Blomsma N, de Rooy B, Gerritse F, van der Spek R, Tewarie P, Hillebrand A, Otte W M, Stam C J, van Dellen E
University Medical Center Utrecht, Department of Psychiatry, Brain Center, Utrecht, the Netherlands.
Amsterdam UMC, Vrije Universiteit Amsterdam, Department of Neurology and Department of Clinical Neurophysiology and MEG center, Amsterdam Neuroscience, Amsterdam The Netherlands.
Netw Neurosci. 2022 Jun 1;6(2):301-319. doi: 10.1162/netn_a_00245. eCollection 2022 Jun.

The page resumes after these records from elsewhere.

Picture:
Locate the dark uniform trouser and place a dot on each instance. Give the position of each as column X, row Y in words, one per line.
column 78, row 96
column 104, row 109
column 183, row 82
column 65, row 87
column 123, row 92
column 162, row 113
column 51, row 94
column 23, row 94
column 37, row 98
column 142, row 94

Brain network characteristics' potential to serve as a neurological and psychiatric pathology biomarker has been hampered by the so-called thresholding problem. The minimum spanning tree (MST) is increasingly applied to overcome this problem. It is yet unknown whether this approach leads to more consistent findings across studies and converging outcomes of either disease-specific biomarkers or transdiagnostic effects. We performed a systematic review on MST analysis in neurophysiological and neuroimaging studies ( = 43) to study consistency of MST metrics between different network sizes and assessed disease specificity and transdiagnostic sensitivity of MST metrics for neurological and psychiatric conditions. Analysis of data from control groups (12 studies) showed that MST leaf fraction but not diameter decreased with increasing network size. Studies showed a broad range in metric values, suggesting that specific processing pipelines affect MST topology. Contradicting findings remain in the inconclusive literature of MST brain network studies, but some trends were seen: (1) a more linelike organization characterizes neurodegenerative disorders across pathologies, and is associated with symptom severity and disease progression; (2) neurophysiological studies in epilepsy show frequency band specific MST alterations that normalize after successful treatment; and (3) less efficient MST topology in alpha band is found across disorders associated with attention impairments.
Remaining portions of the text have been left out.